States plainly that it does not train on uploads and does not share data, and gives short numbered retention windows. It says nothing about portability, breach notice, certifications, or versioning.

DeepSeek

Hangzhou DeepSeek AI

C

Solid rights, but data is stored in China with only vague transfer safeguards.

Gamma

Gamma Tech, Inc.

C

Grants a full slate of European data rights and names standard-form contracts for transfers, but it trains its AI models on your data with no opt-out and names no retention period or specific security controls.

Qwen

Alibaba

C

Scored on Alibaba Cloud's generic policy, which grants core rights and names transfer safeguards but omits any AI-specific disclosure.

Grok

xAI

D

Trains by default with no general opt-out, and no 'we don't sell' statement.

Hugging Face

Productivity

D

This dated, GDPR-aware policy names a full subprocessor list and grants access and deletion rights. It says nothing about AI training inputs, output ownership, retention periods, or portability, which places it in the D band.
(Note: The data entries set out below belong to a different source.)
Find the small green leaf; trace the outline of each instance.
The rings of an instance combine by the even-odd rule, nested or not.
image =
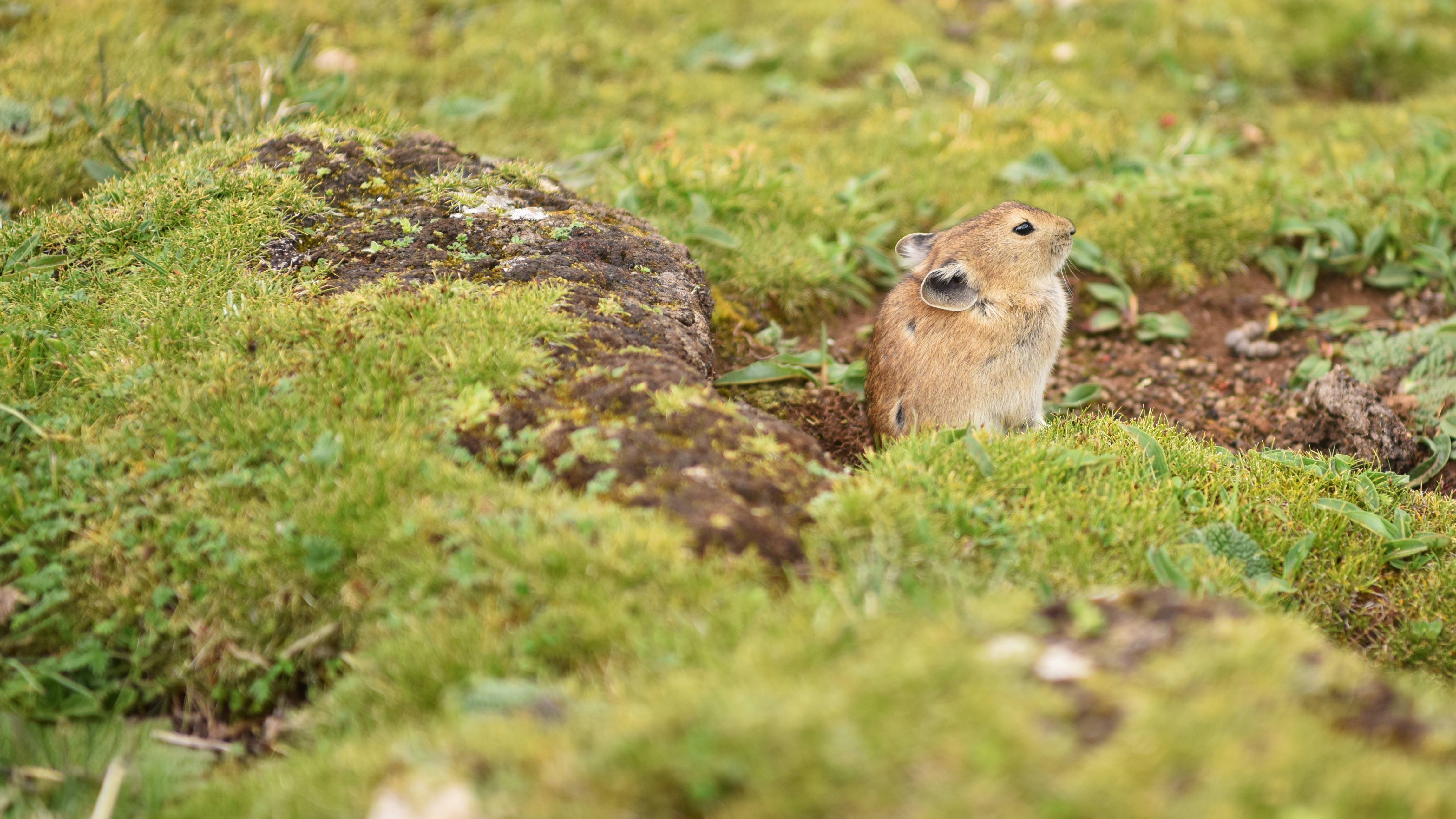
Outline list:
[[[83,159],[82,169],[86,172],[86,176],[90,176],[96,182],[106,182],[114,176],[121,176],[121,172],[115,167],[93,159]]]
[[[303,569],[310,575],[323,575],[344,559],[344,547],[329,535],[307,535],[303,538]]]
[[[1181,340],[1192,335],[1192,324],[1182,313],[1143,313],[1137,317],[1137,340]]]
[[[1434,640],[1441,636],[1446,623],[1441,620],[1415,620],[1409,623],[1411,636],[1418,640]]]
[[[1289,377],[1290,387],[1303,387],[1313,381],[1319,381],[1334,369],[1335,362],[1324,358],[1321,355],[1306,355],[1296,367],[1294,372]]]
[[[1104,307],[1088,319],[1086,329],[1089,333],[1105,333],[1108,330],[1115,330],[1123,326],[1123,314],[1111,307]]]
[[[313,441],[313,448],[303,455],[304,463],[310,463],[319,467],[332,467],[339,463],[344,455],[344,435],[338,432],[323,431]]]
[[[1420,486],[1431,480],[1446,468],[1452,460],[1452,438],[1446,432],[1439,432],[1436,438],[1421,438],[1421,442],[1431,450],[1431,457],[1425,458],[1411,470],[1411,486]]]
[[[1420,554],[1428,550],[1431,544],[1425,543],[1424,540],[1409,537],[1409,538],[1386,541],[1385,547],[1386,547],[1385,562],[1389,563],[1392,560],[1401,560],[1412,554]]]
[[[1374,255],[1380,252],[1382,246],[1385,246],[1388,236],[1390,236],[1390,223],[1383,221],[1374,225],[1374,228],[1366,234],[1364,244],[1360,246],[1360,255],[1364,256],[1367,262],[1374,259]]]
[[[1376,515],[1374,512],[1366,512],[1348,500],[1340,500],[1338,498],[1321,498],[1319,500],[1315,500],[1315,508],[1341,515],[1380,535],[1380,540],[1398,540],[1401,537],[1401,531],[1395,524],[1380,515]]]
[[[1188,575],[1174,563],[1174,559],[1168,556],[1168,551],[1160,546],[1149,547],[1147,550],[1147,564],[1153,567],[1153,575],[1158,576],[1158,582],[1165,586],[1174,586],[1181,592],[1187,592],[1192,583],[1188,582]]]
[[[1406,288],[1415,284],[1415,268],[1401,262],[1390,262],[1380,268],[1379,273],[1366,276],[1366,284],[1385,289]]]
[[[1158,480],[1168,477],[1168,454],[1163,452],[1163,445],[1147,432],[1130,423],[1124,423],[1123,431],[1131,435],[1133,439],[1137,441],[1137,445],[1143,448],[1143,454],[1147,455],[1147,461],[1153,467],[1153,477]]]
[[[992,454],[986,451],[981,439],[967,428],[965,429],[965,451],[971,454],[971,460],[976,461],[976,468],[981,470],[981,474],[992,477],[996,474],[996,464],[992,461]]]
[[[1284,295],[1290,301],[1303,304],[1309,301],[1310,295],[1315,295],[1315,279],[1319,278],[1319,265],[1313,259],[1302,259],[1299,266],[1289,276],[1289,284],[1284,287]]]
[[[716,244],[718,247],[727,247],[728,250],[738,247],[738,237],[715,224],[693,225],[693,228],[687,231],[687,239],[696,239],[699,241]]]
[[[1360,473],[1354,483],[1356,492],[1360,493],[1360,503],[1372,512],[1379,512],[1382,505],[1380,490],[1374,486],[1374,482],[1370,480],[1370,474]]]
[[[1305,564],[1305,559],[1309,557],[1309,551],[1315,548],[1315,532],[1310,532],[1299,538],[1294,546],[1289,547],[1284,553],[1284,582],[1293,583],[1294,578],[1299,575],[1299,567]]]
[[[1344,220],[1326,218],[1313,223],[1313,225],[1335,241],[1337,253],[1354,253],[1360,244],[1356,231]]]

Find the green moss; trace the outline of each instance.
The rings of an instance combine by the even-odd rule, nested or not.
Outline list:
[[[100,67],[77,55],[103,39],[114,97],[183,112],[178,134],[185,122],[246,132],[262,89],[250,67],[229,67],[262,55],[274,105],[347,99],[488,156],[553,159],[571,186],[687,241],[727,294],[810,326],[815,310],[866,297],[882,272],[856,241],[887,221],[879,250],[1032,199],[1076,220],[1137,281],[1191,287],[1249,259],[1277,211],[1360,230],[1393,217],[1417,236],[1453,183],[1430,173],[1450,147],[1428,137],[1446,128],[1456,19],[1417,0],[992,3],[964,42],[945,36],[971,23],[964,9],[888,0],[400,4],[367,17],[339,0],[236,15],[134,0],[41,20],[0,32],[0,93],[36,112],[61,97],[99,105]],[[307,58],[290,70],[313,23],[313,52],[357,58],[344,86]],[[747,64],[702,57],[725,48],[747,49]],[[82,159],[114,161],[87,127],[64,127],[73,118],[0,153],[12,207],[73,196]],[[175,141],[127,122],[100,134],[130,161]],[[1035,151],[1066,173],[1003,179]]]

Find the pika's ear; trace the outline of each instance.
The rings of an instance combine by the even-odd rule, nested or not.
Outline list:
[[[900,255],[907,268],[913,268],[925,260],[932,244],[935,244],[933,233],[911,233],[895,241],[895,253]]]
[[[960,262],[936,268],[920,281],[920,301],[939,310],[970,310],[978,298],[980,294],[971,287],[970,275]]]

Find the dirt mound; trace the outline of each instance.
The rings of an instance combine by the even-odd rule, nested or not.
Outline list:
[[[1421,448],[1395,412],[1374,390],[1337,367],[1305,390],[1310,415],[1299,419],[1290,436],[1312,448],[1364,458],[1392,471],[1409,471]]]
[[[336,215],[269,246],[277,268],[326,271],[323,291],[447,279],[568,284],[582,335],[555,372],[459,429],[478,457],[633,506],[662,508],[697,546],[801,557],[804,505],[833,463],[794,426],[712,387],[712,294],[681,244],[577,198],[521,161],[431,134],[395,144],[290,135],[255,161],[314,185]]]

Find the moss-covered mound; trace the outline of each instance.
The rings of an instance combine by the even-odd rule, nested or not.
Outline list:
[[[462,445],[537,482],[661,506],[702,550],[802,557],[804,505],[827,487],[830,461],[792,426],[718,399],[712,294],[687,249],[539,167],[482,161],[428,134],[290,135],[255,161],[331,205],[269,244],[275,269],[326,271],[326,292],[386,279],[566,287],[556,308],[584,332],[552,345],[556,367],[539,384],[504,403],[472,394]]]

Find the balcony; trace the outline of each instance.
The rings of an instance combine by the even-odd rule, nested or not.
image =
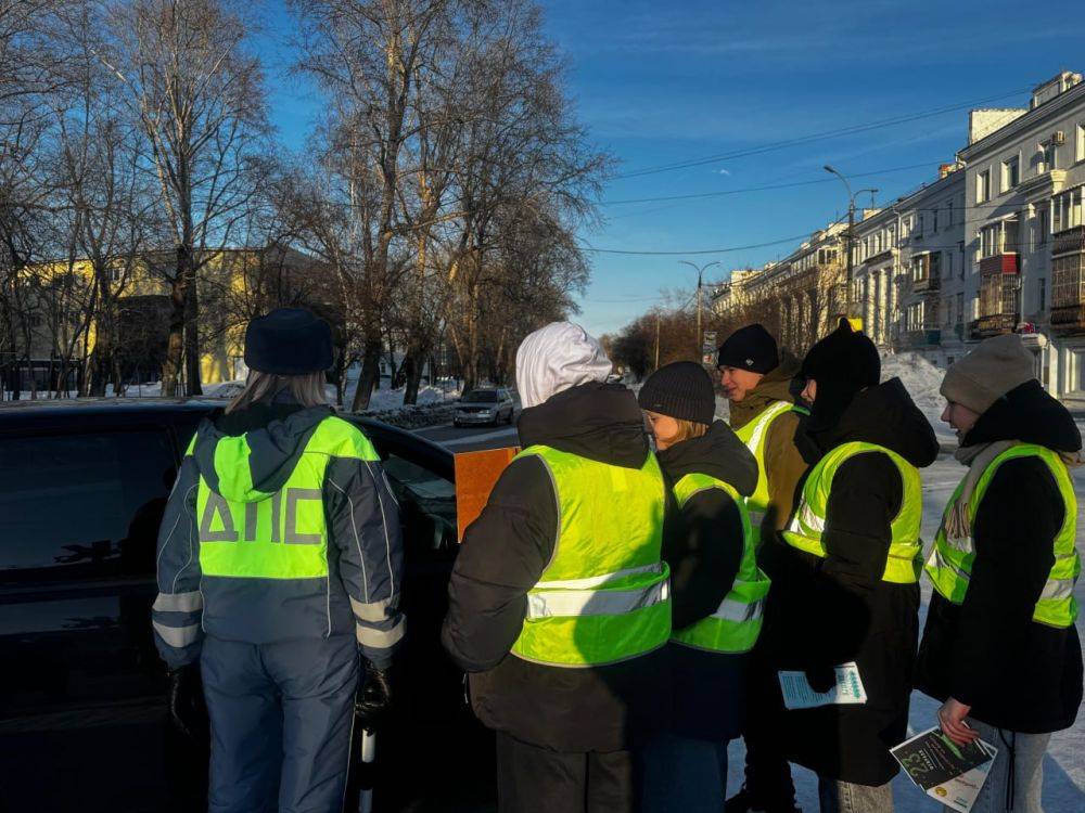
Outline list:
[[[968,337],[973,341],[979,341],[1004,333],[1013,333],[1017,323],[1017,313],[992,313],[980,317],[974,322],[968,323]]]
[[[1085,333],[1085,304],[1052,306],[1051,333],[1057,336]]]
[[[1016,274],[1018,273],[1017,251],[995,254],[980,260],[980,274]]]
[[[929,327],[921,331],[905,331],[903,344],[907,349],[917,350],[924,347],[937,347],[942,344],[942,330]]]
[[[1051,237],[1051,256],[1085,251],[1085,225],[1075,225],[1056,232]]]
[[[934,294],[942,289],[941,276],[924,276],[922,280],[911,281],[912,294]]]

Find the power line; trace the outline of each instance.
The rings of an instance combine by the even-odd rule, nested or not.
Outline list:
[[[635,250],[625,248],[596,248],[595,246],[589,246],[587,244],[580,244],[580,250],[591,251],[592,254],[626,254],[626,255],[639,255],[643,257],[686,257],[689,255],[698,254],[730,254],[731,251],[744,251],[750,248],[766,248],[768,246],[778,246],[781,243],[791,243],[795,240],[803,240],[809,236],[809,232],[803,232],[802,234],[796,234],[791,237],[783,237],[781,240],[773,240],[768,243],[752,243],[748,246],[729,246],[727,248],[699,248],[689,251],[646,251],[646,250]]]
[[[1008,99],[1009,96],[1020,95],[1021,93],[1027,93],[1029,88],[1022,88],[1019,90],[1009,91],[1007,93],[999,93],[994,96],[985,96],[983,99],[975,99],[970,102],[963,102],[960,104],[947,105],[944,107],[936,107],[930,111],[923,111],[920,113],[907,114],[902,116],[894,116],[892,118],[879,119],[876,121],[868,121],[859,125],[851,125],[848,127],[841,127],[835,130],[825,130],[822,132],[809,133],[807,136],[799,136],[793,139],[784,139],[782,141],[774,141],[768,144],[764,144],[758,147],[751,147],[748,150],[735,150],[729,153],[717,153],[716,155],[704,156],[703,158],[691,158],[689,160],[677,162],[673,164],[664,164],[655,167],[648,167],[644,169],[635,170],[631,172],[624,172],[614,176],[614,178],[640,178],[646,175],[655,175],[659,172],[669,172],[676,169],[688,169],[691,167],[699,167],[705,164],[714,164],[720,160],[730,160],[733,158],[744,158],[750,155],[761,155],[763,153],[771,152],[775,150],[782,150],[788,146],[795,146],[799,144],[808,144],[814,141],[824,141],[826,139],[832,139],[840,136],[852,136],[859,132],[867,132],[869,130],[876,130],[881,127],[891,127],[893,125],[907,124],[909,121],[918,121],[924,118],[932,118],[934,116],[941,116],[945,113],[953,113],[959,109],[966,109],[976,104],[983,104],[984,102],[995,102],[1001,99]]]
[[[885,172],[903,172],[907,169],[919,169],[921,167],[931,166],[932,162],[923,162],[922,164],[909,164],[906,167],[890,167],[888,169],[878,169],[871,172],[859,172],[857,175],[851,175],[848,178],[869,178],[871,176],[884,175]],[[812,186],[816,183],[833,183],[835,178],[817,178],[808,181],[791,181],[788,183],[771,183],[763,186],[744,186],[742,189],[725,190],[720,192],[699,192],[690,195],[667,195],[663,197],[630,197],[622,201],[600,201],[600,206],[620,206],[623,204],[638,204],[638,203],[656,203],[664,201],[692,201],[703,197],[724,197],[726,195],[741,195],[746,192],[766,192],[778,189],[791,189],[793,186]]]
No adverse reservations are present, so no dealbreaker flags apply.

Janitor AI

JanitorAI Inc.

D

Grants real rights and doesn't sell, but stays silent on training, retention, and breaches.

Civitai

Image & video

D

A short 2024 policy that explains what it collects and shares but stays silent on AI training, retention periods, formal data rights, and labelling of generated images.

Pixelcut

Image & video

D

A generic compliance policy with a full set of data rights, but it never mentions AI at all: nothing on whether your images train models or whether outputs are marked.

SeaArt

Image & video

D

A 2023 policy that spells out a full set of data rights but stays silent on whether prompts and generated images train its models, with only vague retention and security.

Poe

Quora

D

Poe lets third-party developers train on user chats and shares data with ad platforms, with no user control over either.

CrushOn AI

CrushOn

F

A thin template policy: deletion rights are stated, but training use, retention, output ownership and security are all absent.

SpicyChat

Companion

F

A thin policy that grants deletion and an 18-plus gate but is silent on training, retention, sharing and security.